Guns at Airports – Is That a Problem?

Jan. 14, 2015
Yes and no: It depends on how one defines the problem

Yes and no.  But mostly no; it depends on how one defines the problem.  First, let’s ask a few questions:  Are there guns at airports?  You bet there are, but nobody will ever know how many because airports are a public place, just as it is a near certainty there are also guns in public places such as shopping malls, train and bus depots, subway systems, parking garages, the great majority of office buildings, and a lot of vehicles on public roads. Are there guns on airplanes?  Yessir, as was recently discovered about an employee gun smuggler on Delta Airlines in Atlanta, and 2,201 guns discovered at the checkpoint by TSA nationwide during the passenger screening process last year.  While that’s a tiny bit more than the previous year, and suggests that “forgetful” people (or perhaps just really stupid ones) still try to pack heat in their carry-on, it comes to a total of about 0.00029623149394% of 743 million domestic and international US enplanements, or about 0.0002269072 guns on average on each of 9.7 million flights.

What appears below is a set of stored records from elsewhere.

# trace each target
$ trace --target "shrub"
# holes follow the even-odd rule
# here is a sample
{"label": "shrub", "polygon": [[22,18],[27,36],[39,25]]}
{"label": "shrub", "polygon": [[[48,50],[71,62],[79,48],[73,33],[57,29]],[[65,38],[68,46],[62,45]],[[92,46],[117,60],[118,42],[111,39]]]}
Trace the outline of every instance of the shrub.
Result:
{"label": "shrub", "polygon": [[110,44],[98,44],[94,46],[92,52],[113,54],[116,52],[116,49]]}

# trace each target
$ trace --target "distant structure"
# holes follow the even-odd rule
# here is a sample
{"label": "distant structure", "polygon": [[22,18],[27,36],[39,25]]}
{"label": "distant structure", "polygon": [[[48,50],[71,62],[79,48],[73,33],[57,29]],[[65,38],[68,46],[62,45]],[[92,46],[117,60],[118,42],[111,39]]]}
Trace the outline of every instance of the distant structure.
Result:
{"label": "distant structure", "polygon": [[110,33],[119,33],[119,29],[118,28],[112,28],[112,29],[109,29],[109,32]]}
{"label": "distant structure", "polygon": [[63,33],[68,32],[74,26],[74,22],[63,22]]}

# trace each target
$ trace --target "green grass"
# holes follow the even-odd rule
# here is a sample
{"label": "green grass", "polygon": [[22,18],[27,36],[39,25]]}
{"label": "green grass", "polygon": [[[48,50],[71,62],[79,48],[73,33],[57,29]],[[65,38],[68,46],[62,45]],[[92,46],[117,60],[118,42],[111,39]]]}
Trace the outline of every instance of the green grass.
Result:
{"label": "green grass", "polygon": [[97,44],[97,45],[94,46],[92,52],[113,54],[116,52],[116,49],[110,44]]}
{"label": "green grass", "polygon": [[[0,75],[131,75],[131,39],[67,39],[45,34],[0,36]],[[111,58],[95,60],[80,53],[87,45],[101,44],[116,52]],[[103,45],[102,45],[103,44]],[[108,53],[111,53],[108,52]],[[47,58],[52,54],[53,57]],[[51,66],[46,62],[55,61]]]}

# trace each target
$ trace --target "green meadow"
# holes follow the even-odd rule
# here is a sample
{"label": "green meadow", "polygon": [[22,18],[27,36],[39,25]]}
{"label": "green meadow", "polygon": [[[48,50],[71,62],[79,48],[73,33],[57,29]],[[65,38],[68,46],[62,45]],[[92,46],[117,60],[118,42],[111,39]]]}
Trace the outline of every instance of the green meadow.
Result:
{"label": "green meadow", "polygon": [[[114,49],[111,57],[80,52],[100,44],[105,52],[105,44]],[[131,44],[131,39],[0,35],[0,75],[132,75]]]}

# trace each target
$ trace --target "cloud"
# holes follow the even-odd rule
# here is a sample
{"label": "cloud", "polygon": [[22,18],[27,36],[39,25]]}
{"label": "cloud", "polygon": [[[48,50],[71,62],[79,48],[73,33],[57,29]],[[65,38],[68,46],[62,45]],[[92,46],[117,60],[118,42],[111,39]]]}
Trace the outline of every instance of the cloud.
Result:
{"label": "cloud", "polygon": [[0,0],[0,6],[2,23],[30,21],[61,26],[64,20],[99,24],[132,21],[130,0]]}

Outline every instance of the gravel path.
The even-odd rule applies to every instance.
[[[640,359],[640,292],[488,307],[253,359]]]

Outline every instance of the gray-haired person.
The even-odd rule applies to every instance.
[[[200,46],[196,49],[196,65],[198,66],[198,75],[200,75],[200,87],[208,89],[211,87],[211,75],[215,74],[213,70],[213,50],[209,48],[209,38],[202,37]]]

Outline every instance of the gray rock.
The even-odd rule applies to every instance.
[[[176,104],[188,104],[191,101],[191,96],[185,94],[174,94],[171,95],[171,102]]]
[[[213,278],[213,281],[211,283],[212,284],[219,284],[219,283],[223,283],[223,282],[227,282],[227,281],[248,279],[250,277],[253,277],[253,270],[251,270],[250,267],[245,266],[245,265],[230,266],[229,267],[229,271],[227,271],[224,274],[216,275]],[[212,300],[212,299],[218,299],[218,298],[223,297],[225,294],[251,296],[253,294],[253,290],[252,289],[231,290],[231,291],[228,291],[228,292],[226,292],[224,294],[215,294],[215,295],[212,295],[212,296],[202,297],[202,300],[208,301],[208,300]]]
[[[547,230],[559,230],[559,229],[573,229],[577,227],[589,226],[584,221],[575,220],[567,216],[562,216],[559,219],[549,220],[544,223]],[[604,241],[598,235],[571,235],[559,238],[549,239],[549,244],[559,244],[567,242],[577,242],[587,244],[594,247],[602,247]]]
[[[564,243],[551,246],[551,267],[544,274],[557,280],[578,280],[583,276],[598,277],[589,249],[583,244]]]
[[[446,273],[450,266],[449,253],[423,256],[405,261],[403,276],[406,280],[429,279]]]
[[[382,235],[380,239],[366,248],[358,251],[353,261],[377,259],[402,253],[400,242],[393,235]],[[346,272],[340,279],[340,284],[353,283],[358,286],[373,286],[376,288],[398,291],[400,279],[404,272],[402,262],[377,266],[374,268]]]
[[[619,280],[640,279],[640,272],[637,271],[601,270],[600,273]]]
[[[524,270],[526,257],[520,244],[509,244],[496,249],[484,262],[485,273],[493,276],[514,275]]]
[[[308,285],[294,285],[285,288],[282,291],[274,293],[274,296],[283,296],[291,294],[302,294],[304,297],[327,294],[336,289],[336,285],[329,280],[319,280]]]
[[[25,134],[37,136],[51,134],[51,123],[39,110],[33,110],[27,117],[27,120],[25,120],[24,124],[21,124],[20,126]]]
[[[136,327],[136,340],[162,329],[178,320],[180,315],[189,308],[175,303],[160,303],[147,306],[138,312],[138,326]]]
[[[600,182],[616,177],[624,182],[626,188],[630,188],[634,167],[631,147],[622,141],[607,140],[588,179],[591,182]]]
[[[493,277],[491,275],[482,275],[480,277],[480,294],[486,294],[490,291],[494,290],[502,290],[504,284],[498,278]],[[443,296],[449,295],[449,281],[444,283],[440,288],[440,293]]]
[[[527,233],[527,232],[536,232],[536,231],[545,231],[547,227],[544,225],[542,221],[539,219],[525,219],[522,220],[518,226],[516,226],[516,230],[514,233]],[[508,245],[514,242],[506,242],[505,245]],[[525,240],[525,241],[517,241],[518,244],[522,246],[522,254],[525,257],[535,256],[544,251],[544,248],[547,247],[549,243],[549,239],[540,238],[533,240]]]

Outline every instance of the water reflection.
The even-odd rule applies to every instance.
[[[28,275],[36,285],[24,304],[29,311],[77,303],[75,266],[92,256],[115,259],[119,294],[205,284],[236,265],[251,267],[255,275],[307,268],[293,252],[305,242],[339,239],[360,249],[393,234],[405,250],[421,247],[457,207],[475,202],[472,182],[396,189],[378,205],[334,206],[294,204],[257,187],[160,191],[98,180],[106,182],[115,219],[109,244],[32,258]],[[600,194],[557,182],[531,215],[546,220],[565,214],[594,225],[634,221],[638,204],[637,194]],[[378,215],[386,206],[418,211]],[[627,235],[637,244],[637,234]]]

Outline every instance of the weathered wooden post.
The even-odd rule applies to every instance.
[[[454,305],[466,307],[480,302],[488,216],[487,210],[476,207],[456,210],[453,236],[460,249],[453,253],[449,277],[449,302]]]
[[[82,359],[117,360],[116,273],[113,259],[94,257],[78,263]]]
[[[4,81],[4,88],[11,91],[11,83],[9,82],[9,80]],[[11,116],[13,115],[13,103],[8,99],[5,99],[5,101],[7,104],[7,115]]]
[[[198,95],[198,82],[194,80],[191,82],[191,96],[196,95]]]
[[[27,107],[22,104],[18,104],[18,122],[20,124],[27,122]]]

Yes, those are deceptive, irrelevant numbers, especially when discounting hub connections within sterile areas, etc., but that’s still too many guns where there shouldn’t be any at all.  Indeed, there are a surprising number of known weapons on board all the time, carried by air marshals and various law enforcement agencies such as FBI, DEA, ATF, USSS and others on “official business”. While I am not for a moment suggesting screening is a failure – indeed, I think it’s an exceptionally good record; but everyone agrees that we don’t know what we don’t know... those 2,201 weapons are ones that were discovered; how many got through, inadvertently or purposefully, and what, if anything, can we do about it.

Which brings us to the Delta employee/smuggler, who apparently had been doing so on and off for several years, using his employee access card to bring guns into the secured area and pass them off to an already-screened passenger for re-sale in New York.  This brought about the predicable knee-jerk reaction from certain Congressional and media sources who shrieked about the immediate and urgent need to close “the security loophole ... discovered Dec. 10th...”.  I beg to differ:  the “insider threat” has been a concern since the late 1960’s, when screening was first introduced around the time of Cuban hijackings. 

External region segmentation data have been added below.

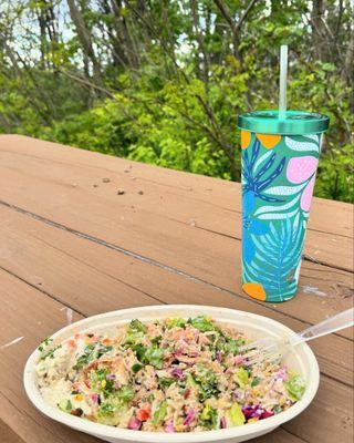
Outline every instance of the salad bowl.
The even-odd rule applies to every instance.
[[[254,340],[264,336],[274,339],[287,339],[295,334],[295,332],[282,323],[251,312],[208,306],[169,305],[147,306],[97,315],[66,326],[51,338],[53,339],[53,343],[58,343],[75,333],[104,332],[115,326],[126,324],[132,319],[148,322],[156,319],[174,317],[188,319],[189,317],[197,316],[210,316],[216,321],[233,327],[238,331],[244,332],[248,337],[254,338]],[[166,443],[166,441],[170,443],[237,443],[254,439],[273,431],[303,412],[313,400],[320,380],[319,365],[313,352],[306,343],[301,343],[290,349],[282,361],[283,364],[296,371],[305,381],[305,391],[302,399],[291,408],[266,420],[240,426],[202,432],[176,432],[167,435],[164,432],[134,431],[91,422],[70,415],[50,405],[42,398],[37,383],[35,364],[39,357],[39,350],[34,350],[27,361],[23,374],[24,389],[33,405],[52,420],[112,443],[137,441],[144,443]]]

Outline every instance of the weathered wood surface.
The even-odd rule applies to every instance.
[[[125,194],[118,195],[122,188]],[[353,303],[353,206],[314,199],[298,297],[240,288],[240,186],[33,138],[0,136],[0,435],[94,442],[41,416],[22,389],[28,354],[74,318],[155,303],[226,306],[292,329]],[[321,387],[259,442],[351,442],[353,331],[313,342]],[[2,441],[2,440],[1,440]]]

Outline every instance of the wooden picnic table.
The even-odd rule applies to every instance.
[[[314,199],[299,295],[281,305],[241,290],[240,210],[238,183],[1,135],[0,441],[98,442],[42,416],[22,387],[28,356],[71,312],[77,320],[200,303],[301,330],[352,306],[352,205]],[[353,441],[352,336],[344,330],[311,343],[321,368],[315,400],[257,442]]]

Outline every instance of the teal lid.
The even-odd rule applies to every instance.
[[[240,130],[261,134],[314,134],[329,128],[330,119],[305,111],[287,111],[285,119],[279,119],[277,111],[253,111],[238,117]]]

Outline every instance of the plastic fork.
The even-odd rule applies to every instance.
[[[336,313],[317,324],[284,339],[264,337],[239,348],[247,365],[280,362],[289,348],[299,343],[350,328],[354,324],[354,308]]]

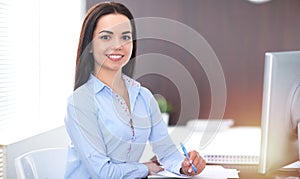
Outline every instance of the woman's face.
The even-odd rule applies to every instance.
[[[132,54],[132,29],[130,20],[122,14],[102,16],[93,33],[90,52],[95,59],[94,73],[120,72]]]

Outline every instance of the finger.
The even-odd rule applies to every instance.
[[[182,162],[182,167],[189,167],[190,166],[190,161],[187,158],[184,158]]]
[[[198,152],[193,150],[189,152],[190,160],[195,161],[198,158]]]

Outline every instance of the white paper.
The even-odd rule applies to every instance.
[[[205,178],[205,179],[226,179],[226,178],[239,178],[238,175],[239,171],[236,169],[225,169],[219,165],[207,165],[205,169],[199,174],[194,177],[191,176],[183,176],[177,175],[170,171],[164,170],[157,174],[150,175],[148,178]]]

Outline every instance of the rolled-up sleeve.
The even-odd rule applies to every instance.
[[[73,96],[69,98],[65,126],[73,147],[69,148],[65,178],[142,178],[148,174],[138,162],[114,163],[106,155],[98,127],[96,108]]]
[[[153,100],[153,98],[152,98]],[[165,169],[178,173],[184,156],[178,151],[168,134],[167,125],[162,120],[162,115],[156,101],[150,102],[150,116],[152,121],[149,142],[153,152]]]

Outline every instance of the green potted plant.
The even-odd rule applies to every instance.
[[[166,98],[160,94],[155,94],[154,95],[160,112],[162,114],[162,118],[165,121],[165,123],[168,125],[169,124],[169,118],[170,118],[170,113],[172,112],[172,105],[166,100]]]

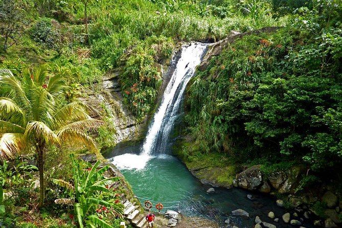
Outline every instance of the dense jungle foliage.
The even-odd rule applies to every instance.
[[[70,156],[86,150],[80,143],[112,146],[115,132],[92,124],[77,98],[119,72],[123,102],[142,122],[179,44],[232,30],[282,27],[237,40],[193,78],[186,133],[196,140],[184,155],[337,170],[341,15],[338,0],[0,0],[0,227],[119,227],[123,190],[108,185],[118,180]]]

It’s a tough one, regardless of where or when.  100% secure is not possible.  Ever.    Nobody has an insider solution that works at any scale of organization.  Atlanta Airport has about 58,000 employees with ID badges; JFK has about 54,000; O’Hare about the same.  A few years ago, a Customs agent pleaded guilty to a similar gun-smuggling charge. Ask the CIA, which was torn apart in the 1980s by James Angleton, then Director of Counter Intelligence; he didn’t catch Aldrich Ames although they worked together.  Ask the NSA about Snowden.  Ask TSA “red teams” about their covert testing of the checkpoints and screeners whose full time job is looking for threats.  Ask any major airport what a ramp worker does when dozens of tasks occur in-the-moment, which in turn depends on the timing of arrivals and departures, bag load factors, gate changes, catering movements, fueling, maintenance, and about a dozen other real-time activities.  Easy worker access is a necessity; one worker says he counted going out a ramp door 56 times during an 8-hour shift.  After an FBI background check, when we receive our badge, we are taught in SIDA training that we – every employee – are the eyes and ears of security. See something, say something. If just one or two persons don’t maintain an appropriate level of awareness of what’s going on around them, the entire system is at risk, not just at the origin airport, but also where those guns – or drugs or explosives – are traveling to.

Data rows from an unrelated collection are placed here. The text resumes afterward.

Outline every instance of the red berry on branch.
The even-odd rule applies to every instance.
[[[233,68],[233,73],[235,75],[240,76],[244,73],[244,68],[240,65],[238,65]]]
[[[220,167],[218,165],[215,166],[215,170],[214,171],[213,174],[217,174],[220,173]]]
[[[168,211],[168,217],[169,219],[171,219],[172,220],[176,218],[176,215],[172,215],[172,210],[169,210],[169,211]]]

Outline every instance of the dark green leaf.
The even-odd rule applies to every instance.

This could have happened anywhere.  I said it could have, not that it does, and that’s the issue:  we don’t know what we don’t know, and the next event at an airport, a train station or a shopping mall won’t change that.  Fortunately, these types of incidents are quite rare; the great preponderance of criminal activity at airports is theft – stuff going out, not coming in. It all comes down to deciding at what cost, and how serious you are about providing that level of security – or stated another way, the universal certainty of accepting some level of insecurity.  Additional measures could include enhanced airline-employee screenings, random security checks and additional TSA and law enforcement patrols in secure areas.  The TSA Aviation Security Advisory Committee has been asked to review the available options to address airport security vulnerabilities... which TSA and every airport already do, regularly and extensively.  It’s certainly worth another high-level look, but therein lies the rub: the high level folks usually aren’t the boots on the ground trying to make things work.  Make sure you ask the ramp rat, too.